The answer, as we all know, is ‘of course not, rent caps would be the end of the world as we know it, a disaster!’ Or perhaps not.

Harry Downes

In its updated planning guidance, the Department for Communities and Local Government recently acknowledged the need to consider the appropriate level of planning obligations for the private rented sector (PRS), taking into account the economics of such schemes. It goes on to say “some privately rented homes…are intended for long-term rental. The economics of such schemes differ from build-to-sale and should be determined on a case-by-case basis”. It further notes that local planning authorities should consider the appropriate level of planning obligations to ensure that PRS schemes (which improve the diversity of housing while meeting local needs) remain viable.

So, at last, there is official acceptance that to deliver meaningful quantities of new PRS stock and unlock the serious levels of institutional equity waiting to build it, local authorities must recognise and accommodate the PRS financial model.

The next issue to discuss is housing waiting lists and the ever-growing holding pattern for those unfortunate enough to have been priced out of the private sector. All new schemes are required to allocate an element of intermediate (20% discount to market rent) and social rent (35%-50% discount to market rent), with viability achieved through a discounted sale price to the housing association. The default position at the point of application for planning is to get away with as little contribution to affordable housing as possible, so planning officers justifiably fight hard to hold their ground.

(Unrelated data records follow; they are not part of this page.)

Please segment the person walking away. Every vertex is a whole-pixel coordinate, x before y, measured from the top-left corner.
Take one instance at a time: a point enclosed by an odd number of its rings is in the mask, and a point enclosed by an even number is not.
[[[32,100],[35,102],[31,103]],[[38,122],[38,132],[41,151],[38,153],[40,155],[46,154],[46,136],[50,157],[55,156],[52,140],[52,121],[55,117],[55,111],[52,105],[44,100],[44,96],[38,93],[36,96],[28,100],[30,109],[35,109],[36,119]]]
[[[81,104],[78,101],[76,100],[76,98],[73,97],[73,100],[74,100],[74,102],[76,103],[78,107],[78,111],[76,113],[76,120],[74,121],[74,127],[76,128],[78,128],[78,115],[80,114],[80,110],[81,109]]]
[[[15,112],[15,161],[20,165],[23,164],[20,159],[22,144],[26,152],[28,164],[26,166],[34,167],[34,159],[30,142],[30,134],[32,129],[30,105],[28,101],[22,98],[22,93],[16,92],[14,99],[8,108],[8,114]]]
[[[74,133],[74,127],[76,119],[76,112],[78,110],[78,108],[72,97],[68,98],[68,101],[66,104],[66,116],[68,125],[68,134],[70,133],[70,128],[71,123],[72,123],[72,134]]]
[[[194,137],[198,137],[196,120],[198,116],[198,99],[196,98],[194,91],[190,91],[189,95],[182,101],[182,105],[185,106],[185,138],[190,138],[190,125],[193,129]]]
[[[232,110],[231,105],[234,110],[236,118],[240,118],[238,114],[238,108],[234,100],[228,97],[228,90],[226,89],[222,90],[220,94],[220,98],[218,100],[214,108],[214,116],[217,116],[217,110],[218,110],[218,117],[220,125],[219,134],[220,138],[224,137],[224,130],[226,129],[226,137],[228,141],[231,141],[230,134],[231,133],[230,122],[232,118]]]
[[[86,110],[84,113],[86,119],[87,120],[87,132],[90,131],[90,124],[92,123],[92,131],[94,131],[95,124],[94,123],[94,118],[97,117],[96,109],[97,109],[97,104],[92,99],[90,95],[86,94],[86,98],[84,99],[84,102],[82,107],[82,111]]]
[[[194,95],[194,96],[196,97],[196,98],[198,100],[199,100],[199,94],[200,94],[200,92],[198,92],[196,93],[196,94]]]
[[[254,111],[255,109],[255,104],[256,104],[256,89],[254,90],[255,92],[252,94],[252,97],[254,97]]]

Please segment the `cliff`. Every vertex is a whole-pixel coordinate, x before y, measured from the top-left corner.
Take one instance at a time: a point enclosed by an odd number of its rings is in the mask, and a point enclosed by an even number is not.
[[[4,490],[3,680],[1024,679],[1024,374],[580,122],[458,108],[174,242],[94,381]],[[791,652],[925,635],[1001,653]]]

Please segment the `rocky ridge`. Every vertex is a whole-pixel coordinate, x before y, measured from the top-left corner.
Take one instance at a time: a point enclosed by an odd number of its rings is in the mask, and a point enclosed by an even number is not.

Then we need to throw politics into the pot. With an imminent election, we are getting from Labour the promise of rent caps with three-year tenancies, and from the Conservatives the extension of the right to buy to residents of housing association properties. The former would be popular with those struggling to find suitable and affordable accommodation, but would drive many private landlords away, and the latter would be popular with every qualifying tenant, but would give housing associations the problem of replacing stock at full cost with discounted income.

This debate is all about the need to more than double the annual supply of new homes for local residents, wherever they may be around the UK. Putting aside for the moment the sizeable hurdles of a lack of suitable land, scarcity of skills and build-cost inflation, how can we deliver more affordable homes with the resources that are available? Part of the solution must be to allow the PRS to help with the delivery, ownership and management of the intermediate and affordable rent element currently defined in section 106 agreements.

Many PRS landlords are already housing tenants who are in full-time employment but would qualify for intermediate or even social rent accommodation. The maximum household income allowed to qualify for intermediate housing is £71,000 for one- or two-bed units, or £85,000 for units of three beds or more. That breaks back to £35,500 for sharers in a one- or two-bed unit.

Fizzy Living has more than 500 tenants, with an average age of 32 and earning an average salary of £34,500. So without troubling the government for a penny in grant aid, Fizzy is housing tenants at affordable rents across the portfolio, who are driving local communities, using local services, supporting local businesses, paying their taxes and probably looking forward to casting their votes on 7 May.

It would be a small step to enable qualified PRS landlords to procure and operate the appropriate proportion of flats in a new development (maybe 30%) which have their rent level set (capped) at the rate that it would have been if it had been classed as intermediate or social/affordable rent. The balance of the building would be subject to open market rent levels, with all uses pepper-potted through the building. The only qualifying rule beyond the income ceiling would be that each tenant must be in full-time employment earning three times their share of the rent. No grant, no nominations.

Now let’s have another look at that headline.